3 Responses to “It’s not about left-wing or right-wing: it’s about individualism vs. collectivism”

  1. CodeSlinger Says:

    Xanthippa:

    Glad to see you back – and sounding more like me than ever!

    In fact, more and more people are starting to sound like us.

    The realization is dawning on the average man that big government is a problem.

    And big business is a problem. And big labour is a problem. And big religion is a problem.

    The common element that creates the problem is that they are big.

    All of these things can be very good things when they are small and localized. It is when they are big and centralized that their potential for good is decisively outweighed by their penchant for evil.

    But the real problem is the incestuously intertwined nest of snakes that results when these big centralized power blocks collude with each other. Their unnatural union produces a cancerous monster that grows relentlessly and metastasizes in every part of society until it chokes off the vitality of the land and drains the life from the people.

    We see the results in the pathologically controlling, kleptocratic regimes now entrenched in Moscow, Beijing, Brussels, London and Washington.

    And Ottawa.

    Everywhere the left and the right serve up the same deadly mixture of capitalism and communism:

    Privatize the profits, socialize the losses.

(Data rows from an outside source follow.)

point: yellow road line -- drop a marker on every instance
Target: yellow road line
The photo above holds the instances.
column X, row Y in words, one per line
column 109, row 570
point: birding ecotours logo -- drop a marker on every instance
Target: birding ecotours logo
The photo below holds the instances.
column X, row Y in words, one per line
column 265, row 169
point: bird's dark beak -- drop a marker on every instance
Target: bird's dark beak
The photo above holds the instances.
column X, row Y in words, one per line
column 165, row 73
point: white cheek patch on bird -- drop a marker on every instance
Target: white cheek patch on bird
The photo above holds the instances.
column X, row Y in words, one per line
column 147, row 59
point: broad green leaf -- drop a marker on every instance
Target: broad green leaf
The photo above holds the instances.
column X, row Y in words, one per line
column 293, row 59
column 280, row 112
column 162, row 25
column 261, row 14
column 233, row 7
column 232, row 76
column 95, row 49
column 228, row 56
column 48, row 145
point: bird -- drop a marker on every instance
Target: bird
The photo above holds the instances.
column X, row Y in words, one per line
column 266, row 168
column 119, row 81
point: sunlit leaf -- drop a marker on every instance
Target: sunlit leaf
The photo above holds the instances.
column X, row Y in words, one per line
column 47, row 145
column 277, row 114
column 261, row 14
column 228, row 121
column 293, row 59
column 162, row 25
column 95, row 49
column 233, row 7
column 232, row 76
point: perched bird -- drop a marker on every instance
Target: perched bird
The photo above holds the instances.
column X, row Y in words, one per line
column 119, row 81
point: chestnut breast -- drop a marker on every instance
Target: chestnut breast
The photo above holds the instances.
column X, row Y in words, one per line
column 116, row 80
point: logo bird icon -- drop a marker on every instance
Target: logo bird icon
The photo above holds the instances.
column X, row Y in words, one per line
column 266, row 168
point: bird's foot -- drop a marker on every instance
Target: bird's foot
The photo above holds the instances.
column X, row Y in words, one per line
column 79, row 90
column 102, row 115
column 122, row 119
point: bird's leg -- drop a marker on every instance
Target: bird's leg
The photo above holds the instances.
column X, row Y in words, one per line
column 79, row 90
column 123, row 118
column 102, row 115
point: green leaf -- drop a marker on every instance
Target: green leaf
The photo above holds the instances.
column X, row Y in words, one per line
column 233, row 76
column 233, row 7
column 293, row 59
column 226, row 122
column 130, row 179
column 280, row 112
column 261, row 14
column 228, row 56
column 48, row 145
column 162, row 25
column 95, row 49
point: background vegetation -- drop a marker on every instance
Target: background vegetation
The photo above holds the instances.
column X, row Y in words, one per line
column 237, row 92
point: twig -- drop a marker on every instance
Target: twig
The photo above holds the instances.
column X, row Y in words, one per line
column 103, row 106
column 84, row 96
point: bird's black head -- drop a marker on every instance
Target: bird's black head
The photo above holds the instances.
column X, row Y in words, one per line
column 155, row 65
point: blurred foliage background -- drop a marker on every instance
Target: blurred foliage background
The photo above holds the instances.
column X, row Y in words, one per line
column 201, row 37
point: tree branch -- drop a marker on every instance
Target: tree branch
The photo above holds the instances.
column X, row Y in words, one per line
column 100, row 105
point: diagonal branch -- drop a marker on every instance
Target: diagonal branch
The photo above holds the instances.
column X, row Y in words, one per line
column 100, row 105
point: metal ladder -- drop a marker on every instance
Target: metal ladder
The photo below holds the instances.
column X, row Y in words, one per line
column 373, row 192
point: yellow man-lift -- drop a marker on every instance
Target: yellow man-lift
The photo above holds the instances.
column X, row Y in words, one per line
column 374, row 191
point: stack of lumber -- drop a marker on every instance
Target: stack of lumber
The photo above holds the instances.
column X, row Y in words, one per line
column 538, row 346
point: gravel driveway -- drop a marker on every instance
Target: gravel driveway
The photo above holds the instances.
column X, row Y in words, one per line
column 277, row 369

    Does political science name this system?

    Of course not. A nameless enemy is much more difficult to fight.

    People become outraged by the excesses of the privatizers, so they vote the bums out and replace them with socializers. But people soon become outraged by the excesses of the socializers, so they vote the bums out and replace them with privatizers.

    And every turn of the wheel makes things worse.

    Because all parts of the system collude to keep the people unaware of the hidden hand that acts behind closed doors to ensure that it is always the profits that get privatized, and always the losses that get socialized.

    But people everywhere are waking up to this game of “heads they win, tails we loose.”

    And people everywhere are seeing the solution: become self-sufficient and starve the beast. In short:

    Don’t play their game.

    Xan says: Yes!!!

  2. JR Says:

    Excellent series of videos, Xanthippa. I hadn’t seen them before. They really do a great job of clarifying political concepts. They should be part of any decent school curriculum. But I fear that all kids get is oriented the other way – like, for example, BC’s recently adopted high school course on “social justice”.

    I’m curious as to how our collectivist adversaries react to such blasphemy.

  3. JR Says:

    Oh, and re your apology for the background music in the videos. No need. It wasn’t nearly as bad as what seemed to be a separate conversation (plus dishes clanking) going on in the room during John Robson’s presentation. That was really distracting.

    Xan says:

    Yes, I agree – that was unpleasant. But, if I understand it correctly, that was recorded during a meeting held at a local diner…so the sound quality was understandably poor. With these videos, the background track was set too loud…plus the ‘music’ was terrible.